3) A Closed-Form Persistence-Landmark Pipeline for Certified Point-Cloud and Graph Classification
- Authors: Sushovan Majhi, Atish Mitra, Žiga Virk, Pramita Bagchi
- arXiv: 2605.02836 · pdf
- LLM context source: abstract only
- Categories: cs.LG, math.AT
Abstract
We introduce PLACE (Persistence-Landmark Analytic Classification Engine), a closed-form pipeline for classifying point clouds and graphs through their persistent-homology signatures. Three quantitative guarantees – a margin-based excess-risk rate, a closed-form descriptor-selection rule, and a per-prediction certificate – are derived from training labels alone, with no learned weights or held-out calibration. The embedding sums Mitra-Virk single-point coordinate functions over a sparse landmark grid; closed-form weights maximize a structural distortion constant $λ(ν)$ (a Lipschitz lower bound on $\mathcal{D}n$ under non-interference). (i) An $O(kR/(Δ\sqrt{m{\min}}))$ margin bound, driven by class-mean separation $Δ$ and embedding radius $R$, matched by a sample-starved minimax lower bound. (ii) The Mahalanobis margin under Ledoit-Wolf-shrunk covariance is the strongest closed-form descriptor selector on a heterogeneous 64-descriptor chemical-graph pool (mean Spearman $ρ\approx +0.54$ across 10 benchmarks, positive on 9 of 10); the isotropic surrogate $Δ/\sqrt\ell$ admits a closed-form selection-consistency rate on homogeneous (14-15 descriptor) protein/social pools. (iii) A training-time-decided certificate with no per-prediction overhead, in non-asymptotic Pinelis and asymptotic Gaussian plug-in forms. Empirically, PLACE is the strongest diagram-based method on Orbit5k and matches the strongest topology-based baseline within statistical noise on MUTAG and COX2. The remaining gaps fall into two diagnosable regimes: descriptor blindness on NCI1/NCI109, and pool-coverage limits elsewhere.
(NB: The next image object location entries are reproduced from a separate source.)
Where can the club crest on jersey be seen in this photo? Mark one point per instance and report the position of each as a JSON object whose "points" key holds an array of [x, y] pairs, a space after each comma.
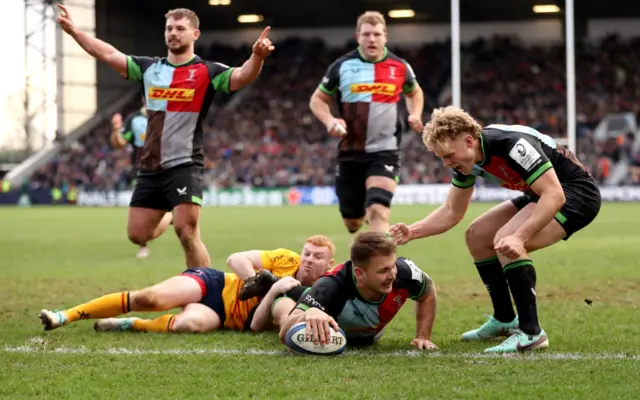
{"points": [[374, 88], [171, 94], [392, 73]]}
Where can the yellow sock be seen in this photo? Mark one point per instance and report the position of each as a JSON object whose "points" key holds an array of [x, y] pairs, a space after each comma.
{"points": [[161, 324], [111, 305]]}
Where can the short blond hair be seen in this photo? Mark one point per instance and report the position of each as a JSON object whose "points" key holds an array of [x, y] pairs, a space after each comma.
{"points": [[449, 123], [323, 241], [372, 18], [180, 13], [367, 245]]}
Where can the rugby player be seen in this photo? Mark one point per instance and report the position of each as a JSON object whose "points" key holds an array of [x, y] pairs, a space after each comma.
{"points": [[178, 92], [363, 295], [368, 82], [208, 297], [559, 198], [132, 131]]}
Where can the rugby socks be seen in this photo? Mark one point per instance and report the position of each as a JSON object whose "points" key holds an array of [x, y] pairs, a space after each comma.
{"points": [[161, 324], [496, 283], [522, 280], [111, 305]]}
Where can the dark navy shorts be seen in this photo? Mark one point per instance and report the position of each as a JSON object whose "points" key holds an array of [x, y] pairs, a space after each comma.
{"points": [[211, 282]]}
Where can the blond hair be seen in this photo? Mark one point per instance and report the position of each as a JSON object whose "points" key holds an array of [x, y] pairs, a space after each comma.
{"points": [[180, 13], [367, 245], [371, 18], [323, 241], [449, 123]]}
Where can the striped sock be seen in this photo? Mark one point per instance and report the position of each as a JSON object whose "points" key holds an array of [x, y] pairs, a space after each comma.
{"points": [[111, 305]]}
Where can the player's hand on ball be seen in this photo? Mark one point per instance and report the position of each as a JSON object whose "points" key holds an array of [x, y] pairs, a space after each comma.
{"points": [[511, 247], [64, 19], [337, 127], [415, 123], [400, 233], [423, 344], [263, 46], [319, 323], [285, 284]]}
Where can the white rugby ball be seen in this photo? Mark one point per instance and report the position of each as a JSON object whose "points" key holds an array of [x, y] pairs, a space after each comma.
{"points": [[298, 342]]}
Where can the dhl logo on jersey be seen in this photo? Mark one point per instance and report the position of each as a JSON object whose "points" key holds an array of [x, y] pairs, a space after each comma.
{"points": [[171, 94], [374, 88]]}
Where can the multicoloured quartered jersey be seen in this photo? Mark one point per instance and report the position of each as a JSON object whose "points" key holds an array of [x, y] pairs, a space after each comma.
{"points": [[516, 155], [363, 321], [177, 99], [368, 94]]}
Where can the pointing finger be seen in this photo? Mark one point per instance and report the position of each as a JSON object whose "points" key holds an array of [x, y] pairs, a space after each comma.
{"points": [[264, 33]]}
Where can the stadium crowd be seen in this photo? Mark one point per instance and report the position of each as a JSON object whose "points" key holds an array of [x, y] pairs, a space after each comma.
{"points": [[269, 138]]}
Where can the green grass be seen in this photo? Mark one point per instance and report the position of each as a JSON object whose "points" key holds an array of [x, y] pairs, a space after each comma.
{"points": [[58, 257]]}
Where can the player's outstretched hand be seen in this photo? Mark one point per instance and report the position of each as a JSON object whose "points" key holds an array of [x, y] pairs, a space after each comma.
{"points": [[263, 46], [116, 121], [400, 233], [319, 323], [415, 123], [337, 127], [285, 284], [64, 19], [423, 344], [511, 247]]}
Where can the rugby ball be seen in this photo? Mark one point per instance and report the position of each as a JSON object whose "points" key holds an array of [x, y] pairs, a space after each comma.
{"points": [[298, 342]]}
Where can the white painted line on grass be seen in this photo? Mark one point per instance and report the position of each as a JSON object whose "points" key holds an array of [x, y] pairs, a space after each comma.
{"points": [[543, 355]]}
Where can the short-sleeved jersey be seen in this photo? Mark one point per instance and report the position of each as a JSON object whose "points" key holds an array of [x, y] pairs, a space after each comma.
{"points": [[281, 263], [516, 155], [368, 94], [363, 321], [177, 99], [133, 131]]}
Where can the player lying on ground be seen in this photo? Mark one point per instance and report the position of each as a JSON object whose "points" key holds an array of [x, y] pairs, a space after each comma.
{"points": [[363, 295], [209, 297], [133, 131], [560, 198]]}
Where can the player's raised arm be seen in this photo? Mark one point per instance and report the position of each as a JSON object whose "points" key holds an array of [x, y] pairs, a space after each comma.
{"points": [[414, 98], [95, 47], [117, 141], [245, 263], [320, 101], [251, 68], [439, 221]]}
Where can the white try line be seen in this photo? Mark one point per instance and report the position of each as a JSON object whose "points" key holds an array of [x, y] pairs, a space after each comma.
{"points": [[543, 355]]}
Both radii exceed the firing threshold $\hatΔ/2$ on every benchmark at our training-set sizes, dominated by the $\sqrt\ell$ scaling of the multivariate-norm bound; the per-prediction certificate is constructive but not yet operational at these sizes.
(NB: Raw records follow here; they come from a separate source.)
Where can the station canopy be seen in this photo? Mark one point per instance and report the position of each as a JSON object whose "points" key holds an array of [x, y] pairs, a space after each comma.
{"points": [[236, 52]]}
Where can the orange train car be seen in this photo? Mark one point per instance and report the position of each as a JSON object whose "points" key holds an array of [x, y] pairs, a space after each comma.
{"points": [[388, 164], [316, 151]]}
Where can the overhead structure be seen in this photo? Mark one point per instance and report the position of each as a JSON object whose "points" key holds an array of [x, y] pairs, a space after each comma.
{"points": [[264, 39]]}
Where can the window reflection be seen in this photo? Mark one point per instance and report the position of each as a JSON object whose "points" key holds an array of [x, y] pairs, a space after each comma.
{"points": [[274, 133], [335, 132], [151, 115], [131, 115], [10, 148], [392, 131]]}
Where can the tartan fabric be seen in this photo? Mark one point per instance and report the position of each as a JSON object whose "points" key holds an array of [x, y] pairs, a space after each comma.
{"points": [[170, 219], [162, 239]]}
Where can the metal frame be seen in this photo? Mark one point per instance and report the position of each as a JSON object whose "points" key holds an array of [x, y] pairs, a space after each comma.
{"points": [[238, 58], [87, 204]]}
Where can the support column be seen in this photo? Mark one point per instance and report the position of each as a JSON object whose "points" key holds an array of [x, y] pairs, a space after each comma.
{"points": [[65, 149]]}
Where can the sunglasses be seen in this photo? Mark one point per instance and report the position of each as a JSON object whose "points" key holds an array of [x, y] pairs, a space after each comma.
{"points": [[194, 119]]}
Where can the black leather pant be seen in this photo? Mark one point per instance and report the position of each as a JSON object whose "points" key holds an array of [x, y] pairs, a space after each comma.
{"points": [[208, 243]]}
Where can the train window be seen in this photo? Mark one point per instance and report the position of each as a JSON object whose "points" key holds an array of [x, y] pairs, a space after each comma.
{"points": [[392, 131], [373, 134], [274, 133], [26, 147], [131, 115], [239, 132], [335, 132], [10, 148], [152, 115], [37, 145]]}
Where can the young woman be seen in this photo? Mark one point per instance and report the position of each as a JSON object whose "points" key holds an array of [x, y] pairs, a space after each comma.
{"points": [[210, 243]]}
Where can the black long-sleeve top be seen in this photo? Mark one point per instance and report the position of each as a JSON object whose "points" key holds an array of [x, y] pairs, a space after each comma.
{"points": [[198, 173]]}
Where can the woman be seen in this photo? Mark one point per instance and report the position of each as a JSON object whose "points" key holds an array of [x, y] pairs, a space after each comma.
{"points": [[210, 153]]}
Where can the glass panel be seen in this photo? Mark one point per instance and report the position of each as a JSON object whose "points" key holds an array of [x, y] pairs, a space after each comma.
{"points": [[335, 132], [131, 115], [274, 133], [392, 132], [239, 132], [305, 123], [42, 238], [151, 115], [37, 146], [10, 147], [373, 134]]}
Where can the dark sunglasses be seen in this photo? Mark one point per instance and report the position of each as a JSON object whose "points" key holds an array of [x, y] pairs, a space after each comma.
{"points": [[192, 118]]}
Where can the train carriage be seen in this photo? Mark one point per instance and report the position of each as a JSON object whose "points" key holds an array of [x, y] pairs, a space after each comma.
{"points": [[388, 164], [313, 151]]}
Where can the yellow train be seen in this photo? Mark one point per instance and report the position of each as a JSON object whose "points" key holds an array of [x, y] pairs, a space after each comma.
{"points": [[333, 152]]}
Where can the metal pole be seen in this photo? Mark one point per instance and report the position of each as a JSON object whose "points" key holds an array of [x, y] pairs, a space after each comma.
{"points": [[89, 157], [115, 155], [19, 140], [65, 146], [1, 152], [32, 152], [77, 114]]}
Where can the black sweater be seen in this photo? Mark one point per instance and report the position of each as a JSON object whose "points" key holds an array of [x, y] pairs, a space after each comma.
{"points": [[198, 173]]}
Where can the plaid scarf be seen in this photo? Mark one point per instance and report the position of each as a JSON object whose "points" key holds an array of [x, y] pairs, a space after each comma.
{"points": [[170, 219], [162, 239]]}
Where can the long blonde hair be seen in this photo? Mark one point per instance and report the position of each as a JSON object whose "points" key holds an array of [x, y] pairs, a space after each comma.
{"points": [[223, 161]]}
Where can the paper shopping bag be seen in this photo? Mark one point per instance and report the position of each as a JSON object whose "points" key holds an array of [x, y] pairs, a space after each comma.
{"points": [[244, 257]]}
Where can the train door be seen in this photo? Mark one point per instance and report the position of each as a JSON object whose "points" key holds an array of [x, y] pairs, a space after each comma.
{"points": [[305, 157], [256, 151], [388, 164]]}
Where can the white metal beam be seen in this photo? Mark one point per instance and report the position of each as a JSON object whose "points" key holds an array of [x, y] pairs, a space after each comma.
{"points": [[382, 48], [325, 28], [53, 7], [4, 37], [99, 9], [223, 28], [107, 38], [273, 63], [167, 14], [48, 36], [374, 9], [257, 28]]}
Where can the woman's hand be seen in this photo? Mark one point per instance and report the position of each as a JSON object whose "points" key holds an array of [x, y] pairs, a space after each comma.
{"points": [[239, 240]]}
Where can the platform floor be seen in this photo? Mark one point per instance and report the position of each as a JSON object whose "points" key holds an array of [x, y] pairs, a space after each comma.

Formula and Experiment Notes (LLM)
Formula Walkthrough
1. Structural Distortion Constant
[ λ(ν) = \max_{x \in X} \left{ \left| \sum_{i=1}^{k} w_i f_i(x) \right|_2 \right} ] Symbols:
- ( λ(ν) ): structural distortion constant
- ( X ): input space
- ( w_i ): weights
- ( f_i(x) ): Mitra-Virk single-point coordinate functions
- ( k ): number of landmarks
- ( \left| \cdot \right|_2 ): Euclidean norm
Matters: This equation defines the structural distortion constant, which is a Lipschitz lower bound on the distance between the embedding and the true label.
2. Mahalanobis Margin
[ \Delta = \frac{\Delta}{\sqrt{\ell}} ] Symbols:
- ( \Delta ): class-mean separation
- ( \ell ): isotropic surrogate
Matters: This equation defines the Mahalanobis margin, which is used as a closed-form descriptor selector.
3. Closed-Form Weights
[ \hat{w} = \argmax_{w} \left{ \min_{x \in X} \left| \sum_{i=1}^{k} w_i f_i(x) \right|_2 \right} ] Symbols:
- ( \hat{w} ): closed-form weights
- ( w ): weights
- ( f_i(x) ): Mitra-Virk single-point coordinate functions
- ( X ): input space
- ( k ): number of landmarks
Matters: This equation defines the closed-form weights that maximize the structural distortion constant.
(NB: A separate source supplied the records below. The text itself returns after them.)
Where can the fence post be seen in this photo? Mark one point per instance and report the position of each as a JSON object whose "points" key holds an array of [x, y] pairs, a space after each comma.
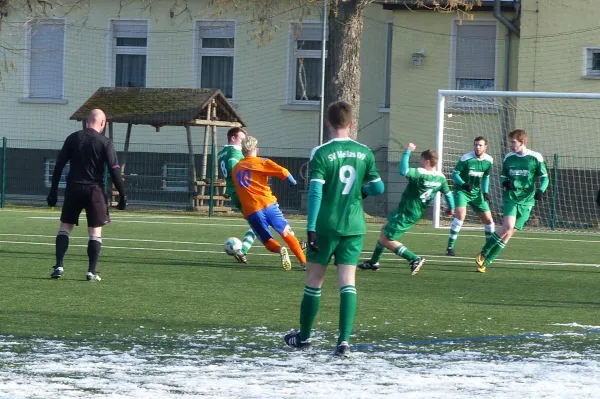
{"points": [[108, 190], [554, 191], [212, 180], [3, 201]]}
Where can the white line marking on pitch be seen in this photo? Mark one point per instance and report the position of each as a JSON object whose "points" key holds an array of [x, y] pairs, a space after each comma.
{"points": [[369, 231], [501, 261]]}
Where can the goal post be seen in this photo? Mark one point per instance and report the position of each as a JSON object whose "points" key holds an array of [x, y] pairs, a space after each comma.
{"points": [[563, 127]]}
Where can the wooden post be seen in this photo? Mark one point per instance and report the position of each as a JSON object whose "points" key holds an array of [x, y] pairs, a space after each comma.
{"points": [[214, 136], [126, 148], [188, 132]]}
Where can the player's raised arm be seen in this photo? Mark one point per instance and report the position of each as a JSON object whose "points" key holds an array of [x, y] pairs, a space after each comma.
{"points": [[460, 165], [404, 169], [374, 184], [61, 160], [505, 177], [272, 168], [449, 197], [315, 195], [542, 173]]}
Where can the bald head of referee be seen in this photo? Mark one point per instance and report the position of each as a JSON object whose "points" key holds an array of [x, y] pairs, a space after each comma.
{"points": [[96, 120]]}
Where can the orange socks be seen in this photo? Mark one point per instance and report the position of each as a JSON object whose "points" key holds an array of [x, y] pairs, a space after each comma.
{"points": [[273, 246]]}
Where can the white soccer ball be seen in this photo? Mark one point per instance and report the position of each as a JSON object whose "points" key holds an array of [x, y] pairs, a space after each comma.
{"points": [[232, 245]]}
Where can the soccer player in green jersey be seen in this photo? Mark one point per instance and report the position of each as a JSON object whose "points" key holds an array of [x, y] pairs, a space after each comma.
{"points": [[227, 158], [520, 170], [471, 187], [336, 222], [423, 184]]}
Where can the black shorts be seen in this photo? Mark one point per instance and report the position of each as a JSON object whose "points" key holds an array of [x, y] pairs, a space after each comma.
{"points": [[92, 199]]}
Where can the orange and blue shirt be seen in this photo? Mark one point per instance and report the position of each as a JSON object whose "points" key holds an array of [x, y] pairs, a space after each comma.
{"points": [[251, 179]]}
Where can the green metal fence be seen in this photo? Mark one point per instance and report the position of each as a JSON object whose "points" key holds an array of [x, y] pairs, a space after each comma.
{"points": [[157, 177]]}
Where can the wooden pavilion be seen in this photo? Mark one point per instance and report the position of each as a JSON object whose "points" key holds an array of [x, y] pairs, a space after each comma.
{"points": [[160, 107]]}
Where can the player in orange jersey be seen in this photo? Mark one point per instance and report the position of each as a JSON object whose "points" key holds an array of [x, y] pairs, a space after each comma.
{"points": [[259, 205]]}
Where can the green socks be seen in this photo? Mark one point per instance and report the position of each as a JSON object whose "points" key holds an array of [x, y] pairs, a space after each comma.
{"points": [[492, 248], [248, 240], [406, 253], [489, 230], [308, 311], [378, 253], [347, 312], [490, 243]]}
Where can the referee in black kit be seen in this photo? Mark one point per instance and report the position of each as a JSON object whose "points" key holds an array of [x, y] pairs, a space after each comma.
{"points": [[88, 151]]}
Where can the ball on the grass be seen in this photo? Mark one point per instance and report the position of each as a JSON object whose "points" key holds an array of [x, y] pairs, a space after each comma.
{"points": [[232, 245]]}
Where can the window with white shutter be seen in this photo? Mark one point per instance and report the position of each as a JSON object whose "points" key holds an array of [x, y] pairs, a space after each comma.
{"points": [[46, 58], [130, 52]]}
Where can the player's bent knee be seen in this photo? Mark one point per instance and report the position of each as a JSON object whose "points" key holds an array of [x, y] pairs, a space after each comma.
{"points": [[346, 275]]}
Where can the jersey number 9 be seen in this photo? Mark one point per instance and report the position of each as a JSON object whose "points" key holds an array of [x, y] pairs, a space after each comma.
{"points": [[347, 176]]}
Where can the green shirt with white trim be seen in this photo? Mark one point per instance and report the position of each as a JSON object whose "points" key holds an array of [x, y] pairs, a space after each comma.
{"points": [[472, 170], [227, 158], [422, 187], [342, 166], [523, 170]]}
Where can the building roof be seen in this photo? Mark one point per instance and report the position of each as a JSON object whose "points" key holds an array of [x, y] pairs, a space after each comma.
{"points": [[486, 5], [159, 106]]}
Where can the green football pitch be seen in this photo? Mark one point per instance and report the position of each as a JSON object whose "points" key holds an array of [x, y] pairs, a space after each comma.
{"points": [[174, 316], [170, 272]]}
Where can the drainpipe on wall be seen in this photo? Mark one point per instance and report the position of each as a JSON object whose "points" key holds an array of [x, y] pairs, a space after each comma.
{"points": [[512, 28]]}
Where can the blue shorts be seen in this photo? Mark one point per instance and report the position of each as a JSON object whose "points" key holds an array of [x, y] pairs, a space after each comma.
{"points": [[261, 220]]}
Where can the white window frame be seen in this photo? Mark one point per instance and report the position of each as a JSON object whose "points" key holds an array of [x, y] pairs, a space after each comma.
{"points": [[27, 69], [48, 175], [293, 55], [113, 50], [178, 165], [387, 86], [198, 51], [588, 53], [453, 45]]}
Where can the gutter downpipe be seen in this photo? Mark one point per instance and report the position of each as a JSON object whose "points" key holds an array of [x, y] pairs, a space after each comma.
{"points": [[512, 28]]}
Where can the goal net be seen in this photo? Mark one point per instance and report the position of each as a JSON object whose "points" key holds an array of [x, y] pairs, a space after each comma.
{"points": [[563, 127]]}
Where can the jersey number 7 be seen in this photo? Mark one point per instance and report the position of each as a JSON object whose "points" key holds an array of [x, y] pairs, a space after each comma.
{"points": [[426, 196]]}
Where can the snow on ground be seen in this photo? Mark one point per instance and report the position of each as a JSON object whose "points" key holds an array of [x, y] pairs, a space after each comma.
{"points": [[228, 364]]}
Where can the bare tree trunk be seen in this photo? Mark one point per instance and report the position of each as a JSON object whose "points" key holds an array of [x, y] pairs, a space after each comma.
{"points": [[342, 68]]}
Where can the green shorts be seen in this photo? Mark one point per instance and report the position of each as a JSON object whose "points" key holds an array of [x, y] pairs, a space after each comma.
{"points": [[478, 204], [522, 213], [346, 250], [397, 225]]}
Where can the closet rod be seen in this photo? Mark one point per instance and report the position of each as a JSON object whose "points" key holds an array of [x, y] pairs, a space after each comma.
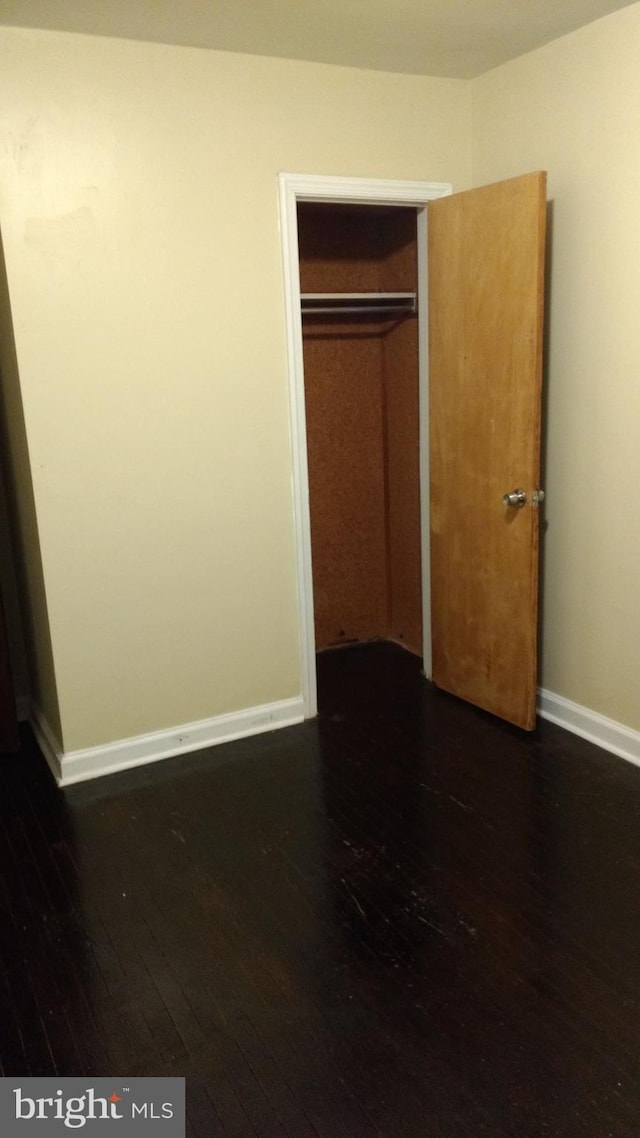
{"points": [[363, 310]]}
4. Sample-Starved Minimax Lower Bound
[ O\left(\frac{kR}{\Delta\sqrt{m_{\min}}} \right) ] Symbols:
- ( k ): number of landmarks
- ( R ): embedding radius
- ( \Delta ): class-mean separation
- ( m_{\min} ): minimum number of samples
Matters: This equation provides a sample-starved minimax lower bound on the margin-based excess-risk rate.
5. Per-Prediction Certificate
[ \text{Certificate} = \text{Ledoit-Wolf-shrunk covariance} ] Symbols:
- ( \text{Certificate} ): per-prediction certificate
- Ledoit-Wolf-shrunk covariance: a measure of the covariance matrix
Matters: This equation defines the per-prediction certificate, which is a training-time-decided certificate with no per-prediction overhead.
Method Summary
- The PLACE (Persistence-Landmark Analytic Classification Engine) pipeline uses a closed-form approach to classify point clouds and graphs through their persistent-homology signatures.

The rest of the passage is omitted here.